Keep all appointments with your doctor and the laboratory. Your doctor may order certain lab tests to check your body’s response to Amoclav.

If you are diabetic, use Clinistix or TesTape (not Clinitest) to test your urine for sugar while taking this drug.

Do not let anyone else take your medicine. Your prescription may not be refilled. If you still have symptoms of infection after finishing Amoclav, call your doctor.

It is important that you keep a written list of all prescription and over-the-counter (over-the-counter) medications you are taking, as well as any products such as vitamins, minerals, or other dietary supplements. You should take this list with you each time you visit a doctor or if you go into hospital. It is also important information to take with you in case of emergencies.

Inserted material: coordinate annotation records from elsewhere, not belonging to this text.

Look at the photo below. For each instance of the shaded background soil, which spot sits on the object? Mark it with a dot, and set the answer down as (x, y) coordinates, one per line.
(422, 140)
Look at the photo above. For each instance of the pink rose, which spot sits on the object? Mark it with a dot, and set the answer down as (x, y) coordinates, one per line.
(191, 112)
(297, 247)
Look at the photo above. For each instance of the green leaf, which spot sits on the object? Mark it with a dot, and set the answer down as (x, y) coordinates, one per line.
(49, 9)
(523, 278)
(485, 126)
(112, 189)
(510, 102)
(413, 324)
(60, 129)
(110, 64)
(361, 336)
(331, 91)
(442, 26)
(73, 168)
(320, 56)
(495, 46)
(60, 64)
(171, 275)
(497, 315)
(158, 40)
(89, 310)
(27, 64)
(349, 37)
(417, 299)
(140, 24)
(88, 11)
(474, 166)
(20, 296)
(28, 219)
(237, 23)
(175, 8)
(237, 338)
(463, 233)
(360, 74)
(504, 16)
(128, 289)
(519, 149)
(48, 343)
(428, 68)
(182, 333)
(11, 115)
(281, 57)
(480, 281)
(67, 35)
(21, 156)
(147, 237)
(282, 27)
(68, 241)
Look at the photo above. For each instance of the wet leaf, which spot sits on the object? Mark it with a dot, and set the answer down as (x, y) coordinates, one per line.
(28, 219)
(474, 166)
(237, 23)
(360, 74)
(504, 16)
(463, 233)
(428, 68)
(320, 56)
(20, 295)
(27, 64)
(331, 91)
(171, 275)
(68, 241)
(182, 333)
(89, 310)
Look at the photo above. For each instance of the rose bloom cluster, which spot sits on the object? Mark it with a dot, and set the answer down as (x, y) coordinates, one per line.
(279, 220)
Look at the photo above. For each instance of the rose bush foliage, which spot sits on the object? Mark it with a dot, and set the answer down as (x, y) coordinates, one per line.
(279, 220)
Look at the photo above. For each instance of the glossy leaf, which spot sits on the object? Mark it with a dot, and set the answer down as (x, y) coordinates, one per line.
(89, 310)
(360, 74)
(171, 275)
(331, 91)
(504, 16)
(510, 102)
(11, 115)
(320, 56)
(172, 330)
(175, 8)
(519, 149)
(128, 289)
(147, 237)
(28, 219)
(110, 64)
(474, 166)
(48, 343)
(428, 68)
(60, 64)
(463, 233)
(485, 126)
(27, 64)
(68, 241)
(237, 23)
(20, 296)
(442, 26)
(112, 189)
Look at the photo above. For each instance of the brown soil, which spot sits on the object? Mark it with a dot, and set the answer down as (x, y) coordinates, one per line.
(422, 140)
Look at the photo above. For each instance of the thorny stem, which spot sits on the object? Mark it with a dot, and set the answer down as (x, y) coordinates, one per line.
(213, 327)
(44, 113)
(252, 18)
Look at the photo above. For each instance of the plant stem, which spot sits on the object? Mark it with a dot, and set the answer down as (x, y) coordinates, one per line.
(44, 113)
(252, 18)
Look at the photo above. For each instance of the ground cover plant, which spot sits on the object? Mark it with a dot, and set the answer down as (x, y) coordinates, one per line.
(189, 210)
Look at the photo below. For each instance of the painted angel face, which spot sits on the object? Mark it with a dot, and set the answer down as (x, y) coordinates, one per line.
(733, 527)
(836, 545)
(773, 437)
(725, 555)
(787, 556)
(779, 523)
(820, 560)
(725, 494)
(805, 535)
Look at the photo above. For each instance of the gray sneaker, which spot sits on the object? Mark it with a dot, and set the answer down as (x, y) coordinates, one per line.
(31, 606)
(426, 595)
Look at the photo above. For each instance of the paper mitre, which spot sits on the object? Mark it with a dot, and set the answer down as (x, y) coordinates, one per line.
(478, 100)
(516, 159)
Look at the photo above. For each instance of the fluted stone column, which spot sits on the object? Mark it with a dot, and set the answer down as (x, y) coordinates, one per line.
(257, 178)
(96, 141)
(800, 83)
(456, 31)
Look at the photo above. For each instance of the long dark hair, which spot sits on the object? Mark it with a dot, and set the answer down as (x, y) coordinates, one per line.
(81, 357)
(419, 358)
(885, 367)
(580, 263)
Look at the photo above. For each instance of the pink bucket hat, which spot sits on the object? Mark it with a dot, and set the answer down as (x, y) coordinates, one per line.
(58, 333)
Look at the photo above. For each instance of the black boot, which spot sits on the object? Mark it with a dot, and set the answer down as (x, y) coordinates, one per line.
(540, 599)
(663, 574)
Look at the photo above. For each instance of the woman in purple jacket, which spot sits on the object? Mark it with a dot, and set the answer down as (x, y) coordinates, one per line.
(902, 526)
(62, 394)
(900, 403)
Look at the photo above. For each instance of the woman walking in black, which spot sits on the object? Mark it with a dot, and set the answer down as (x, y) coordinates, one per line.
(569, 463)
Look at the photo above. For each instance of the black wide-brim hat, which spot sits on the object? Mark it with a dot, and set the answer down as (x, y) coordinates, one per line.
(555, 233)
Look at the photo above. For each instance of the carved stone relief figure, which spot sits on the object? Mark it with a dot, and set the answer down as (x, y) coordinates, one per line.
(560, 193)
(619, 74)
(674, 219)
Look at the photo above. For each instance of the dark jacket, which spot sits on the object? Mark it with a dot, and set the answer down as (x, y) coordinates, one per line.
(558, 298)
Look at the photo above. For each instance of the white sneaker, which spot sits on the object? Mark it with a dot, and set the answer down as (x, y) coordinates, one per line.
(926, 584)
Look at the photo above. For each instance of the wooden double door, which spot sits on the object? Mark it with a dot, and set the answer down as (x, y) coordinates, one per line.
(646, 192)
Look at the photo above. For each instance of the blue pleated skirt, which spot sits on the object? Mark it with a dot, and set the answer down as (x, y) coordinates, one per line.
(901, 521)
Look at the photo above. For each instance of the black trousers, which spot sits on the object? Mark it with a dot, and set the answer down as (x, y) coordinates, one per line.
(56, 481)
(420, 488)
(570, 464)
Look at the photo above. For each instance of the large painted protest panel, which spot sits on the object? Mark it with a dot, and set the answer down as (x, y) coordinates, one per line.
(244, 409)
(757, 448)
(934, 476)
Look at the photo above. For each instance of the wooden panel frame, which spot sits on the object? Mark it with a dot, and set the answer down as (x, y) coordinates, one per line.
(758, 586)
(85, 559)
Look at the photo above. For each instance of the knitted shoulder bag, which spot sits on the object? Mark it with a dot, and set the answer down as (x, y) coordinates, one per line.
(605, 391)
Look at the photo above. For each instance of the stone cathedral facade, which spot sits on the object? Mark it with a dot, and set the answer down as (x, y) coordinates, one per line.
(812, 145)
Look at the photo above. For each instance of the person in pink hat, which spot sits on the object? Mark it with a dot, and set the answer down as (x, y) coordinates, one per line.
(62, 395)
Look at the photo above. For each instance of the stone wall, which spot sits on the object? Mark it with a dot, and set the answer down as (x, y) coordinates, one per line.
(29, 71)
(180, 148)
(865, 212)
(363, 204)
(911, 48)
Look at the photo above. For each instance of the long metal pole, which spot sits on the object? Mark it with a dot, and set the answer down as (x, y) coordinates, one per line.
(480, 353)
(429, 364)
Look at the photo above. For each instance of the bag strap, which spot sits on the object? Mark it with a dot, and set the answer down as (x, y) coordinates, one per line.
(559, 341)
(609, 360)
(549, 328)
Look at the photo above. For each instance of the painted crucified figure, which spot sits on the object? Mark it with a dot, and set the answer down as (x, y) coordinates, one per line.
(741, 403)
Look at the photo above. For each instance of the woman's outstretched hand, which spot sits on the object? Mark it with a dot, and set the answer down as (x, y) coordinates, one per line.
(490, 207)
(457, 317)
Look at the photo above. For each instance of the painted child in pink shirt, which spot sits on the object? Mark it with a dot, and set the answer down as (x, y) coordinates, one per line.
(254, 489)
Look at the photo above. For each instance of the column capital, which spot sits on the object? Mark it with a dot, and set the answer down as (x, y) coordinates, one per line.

Brand names of combination products

  • Amoclav® (containing Amoxicillin, Clavulanate)
  • Augmentin® (containing Amoxicillin, Clavulanate)
  • Augmentin® XR (containing Amoxicillin, Clavulanate)
  • Clavamox® (containing Amoxicillin, Clavulanate)

Disclaimer: We have made every effort to ensure that all information is factually accurate, comprehensive and up-to-date. However, this article should not be used as a licensed health care professional’s choice of knowledge and expertise. You should always consult your doctor or other health care professional before taking any medication. The information given here is subject to change and it has not been used to cover all possible uses, directions, precautions, warnings, drug interactions, allergic reactions or adverse effects. The lack of warning or other information for any drug does not indicate that the combination of medicine or medication is safe, effective or appropriate for all patients or all specific uses.